If there’s one thing you can say about Absolute Carnage, Marvel’s big symbiote-fueled crossover, it’s that it never gets boring. Each issue of the story is stuffed with event after event, shock after shock, to the point where it can be a little bit overwhelming. Absolute Carnage #5 is certainly no exception.

The issue begins with a brief flashback to the first meeting between Eddie Brock and Cletus Kasady, then switches to a major confrontation between Cletus and Eddie, each enrobed in the power of many many symbiotes. Eddie’s allies are joined by an even more eclectic group of heroes, presumably culled from the various spinoff mini-series that has been running alongside this crossover. Eventually, Eddie is forced to make an impossible choice to save his son Dylan, who is clearly more than he seems.

Writer Donny Cates has had to keep several plates spinning to keep this story moving, and it’s here in this issue that a few of those different story threads begin to pay off. Cates is wise to make the emotional heart of the story, the relationship between Eddie and Dylan, and this issue takes a significant turn because of that relationship. 

The art for the crossover, primarily by penciler Ryan Stegman and inkers JP Mayer and Jay Leisten, continues to be strong. Stegman clearly has a blast drawing all the different varieties of symbiote mayhem, and it shows in the art. The flashback at the very beginning is drawn by symbiote veterans Mark Bagley and John Dell, and their work evokes precisely the period in Spider-Man comics that it’s meant to. The coloring by Frank Martin unites the two very different art styles, and VC’s Clayton Cowles’ lettering makes the most of the various different symbiotes and other speech styles that he has to render.
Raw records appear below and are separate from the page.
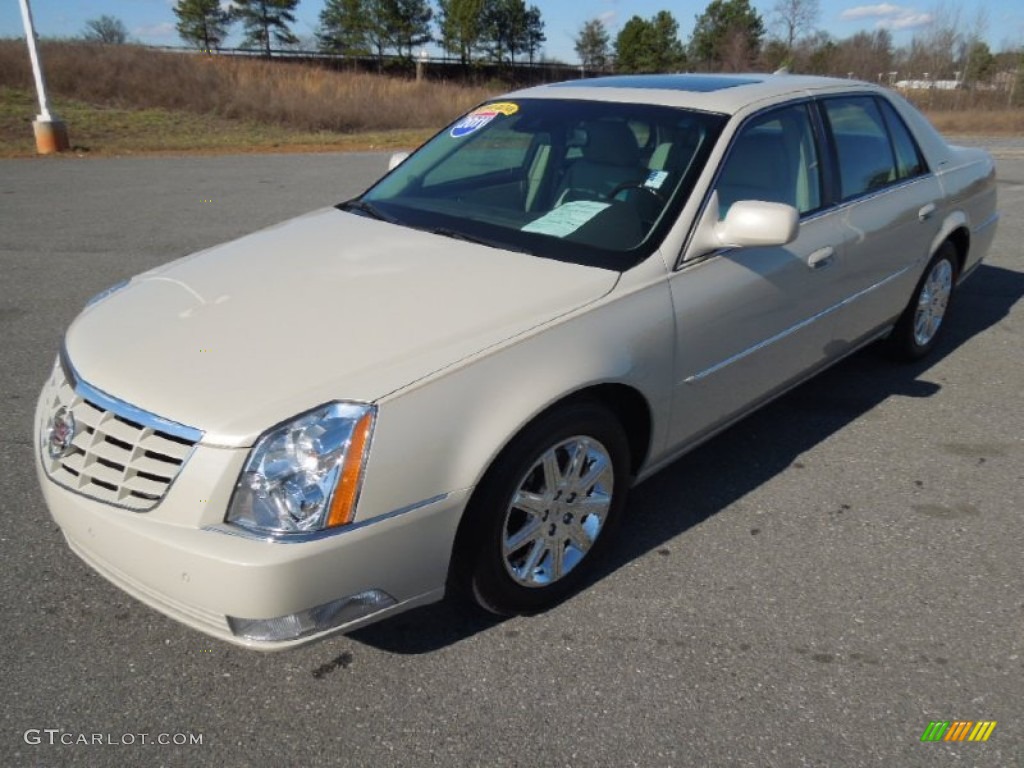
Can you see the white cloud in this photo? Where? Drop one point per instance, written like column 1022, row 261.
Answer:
column 888, row 16
column 872, row 11
column 907, row 22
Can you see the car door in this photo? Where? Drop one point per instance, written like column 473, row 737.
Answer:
column 751, row 321
column 888, row 210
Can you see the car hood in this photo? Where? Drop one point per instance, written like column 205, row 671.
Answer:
column 331, row 305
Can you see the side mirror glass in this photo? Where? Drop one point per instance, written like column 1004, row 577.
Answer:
column 396, row 160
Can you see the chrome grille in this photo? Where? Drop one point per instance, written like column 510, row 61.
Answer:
column 119, row 455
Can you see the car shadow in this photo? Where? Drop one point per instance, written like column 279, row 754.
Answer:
column 710, row 478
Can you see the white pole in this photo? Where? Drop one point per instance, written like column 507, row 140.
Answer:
column 45, row 115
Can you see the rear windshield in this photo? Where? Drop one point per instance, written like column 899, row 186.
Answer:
column 593, row 182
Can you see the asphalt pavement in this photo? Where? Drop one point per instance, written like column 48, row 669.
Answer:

Absolute Carnage has been one of Marvel’s most entertaining crossovers to date. Still, all of the various climaxes and reveals and emotional turns are beginning to get exhausting, to the point where the story has no time for falling action, and leaves various threads left dangling to be resolved in the main Venom title. It’s been a good event, but it feels unfinished, and ends extremely abruptly.